TAKEOVER HADR command
The TAKEOVER HADR command instructs an HADR standby database to take over as the new HADR primary database for the HADR pair. This command is a cluster-wide command in a Db2® pureScale® environment, so you can issue it on any member on the standby, including nonreplayre members.
To run the command, one of the following authorities is needed:
Instance. The command establishes a database connection if one does not exist and closes the database connection when the command completes.
- DATABASE database-alias
- Identifies the current HADR standby database that is configured to take over as the HADR primary database.
- USER user-name
- Identifies the user name under which the takeover operation is
to be started.
- USING password
- The password used to authenticate user-name.
- BY FORCE
- Specifies that the database is not to wait for confirmation that the original HADR primary
database is shut down. Unless you are using SUPERASYNC synchronization
mode, this option is needed if the HADR pair is not in peer state.
- PEER WINDOW ONLY
- When this option is specified, no committed transaction loss occurs if the command succeeds and
the primary database is brought down before the end of the peer window period. You set the peer
window period by assigning a positive integer value to the hadr_peer_window
database configuration parameter. Not bringing down the primary database before the peer window
expires results in a split brain. If the TAKEOVER BY FORCE PEER WINDOW
ONLY command is run when the HADR pair is not in a peer state, or is in a disconnected
peer state, an error is returned.
You cannot use the PEER WINDOW ONLY option when the synchronization mode is set to ASYNC or SUPERASYNC.
- This form of takeover is also called graceful takeover or non-forced takeover. It is used for a
planned-outage scenario, such as completing hardware or software maintenance in a rolling fashion,
one host at a time. The non-forced takeover can be used only when standby is in a PEER state, or in
a REMOTE_CATCHUP state under the following conditions:
- The HADR synchronization mode is SUPERASYNC.
- In a Db2 pureScale environment, a stream is in assisted remote catchup, regardless of the synchronization mode.
- The use of non-forced takeover never leads to data loss.
- The successful completion of a non-forced takeover changes the role of the original primary database to standby, and the role of the original standby database to primary. The original standby database is the database to which the TAKEOVER command was issued.
- Failure of the original primary or standby host, the Db2 instance, or the network, can prevent
the successful completion of a TAKEOVER operation without the BY
FORCE option. The time when an error occurs has a direct impact on the
TAKEOVER operation's stage of completion:
- The roles of the original primary and standby databases are not changed. In this case, it is as if the TAKEOVER command was never issued.

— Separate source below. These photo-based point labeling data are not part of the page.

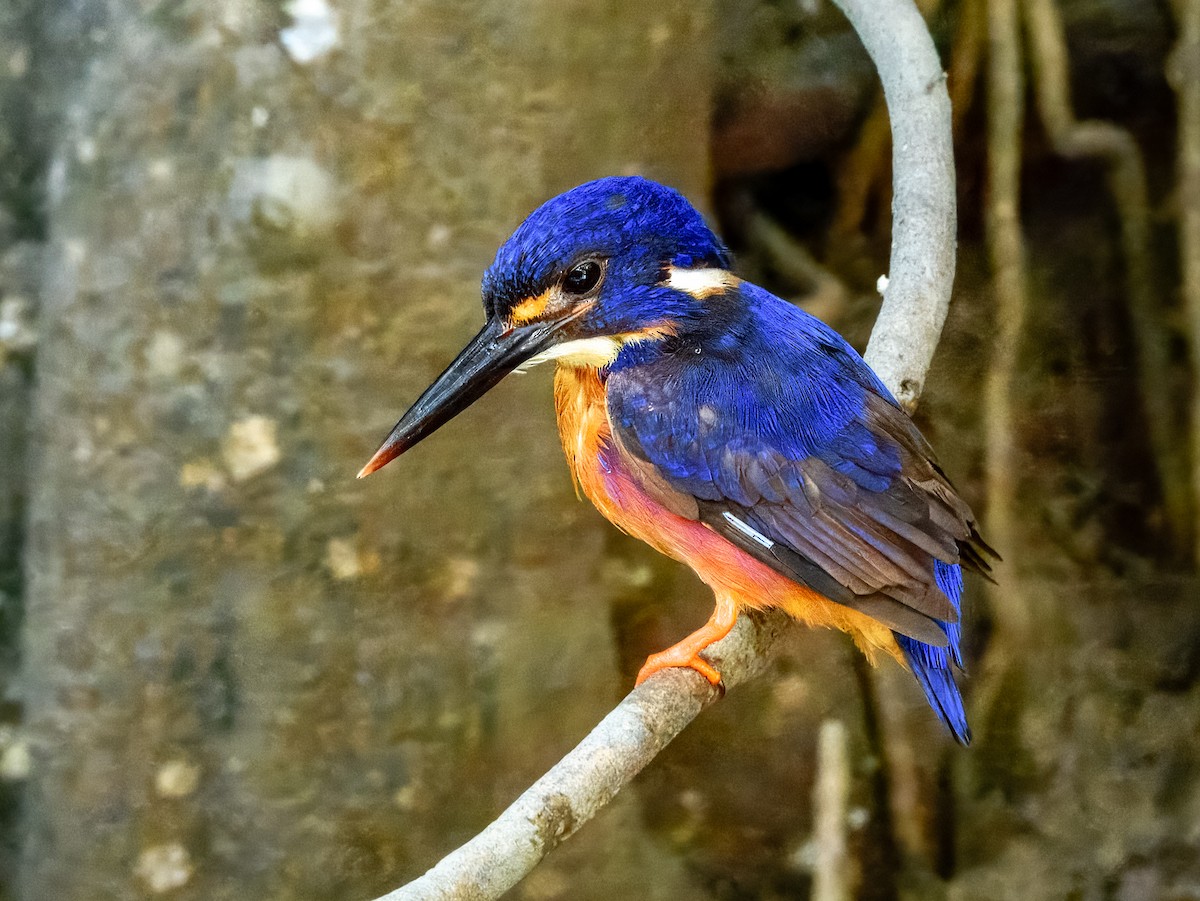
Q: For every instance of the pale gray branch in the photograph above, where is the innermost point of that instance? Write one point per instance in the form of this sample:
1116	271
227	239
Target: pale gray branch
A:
915	307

- The role of the original primary database is changed to standby, but the role of the original
standby database (to which the TAKEOVER command was issued) is not yet changed.
In this scenario, all databases have the role of standby. You need to issue a TAKEOVER BY
FORCE command, either on the original primary database, or the original standby database,
to make it the new primary and continue. Note: In this scenario, continuing with the TAKEOVER BY FORCE command does not cause data loss.
- The takeover operation is completed successfully, but the host or Db2 instance fails before the successful completion of the command is returned. Success means that the role of the original primary database is changed to standby and the role of the original standby database is changed to primary. In this situation, you can continue as normal.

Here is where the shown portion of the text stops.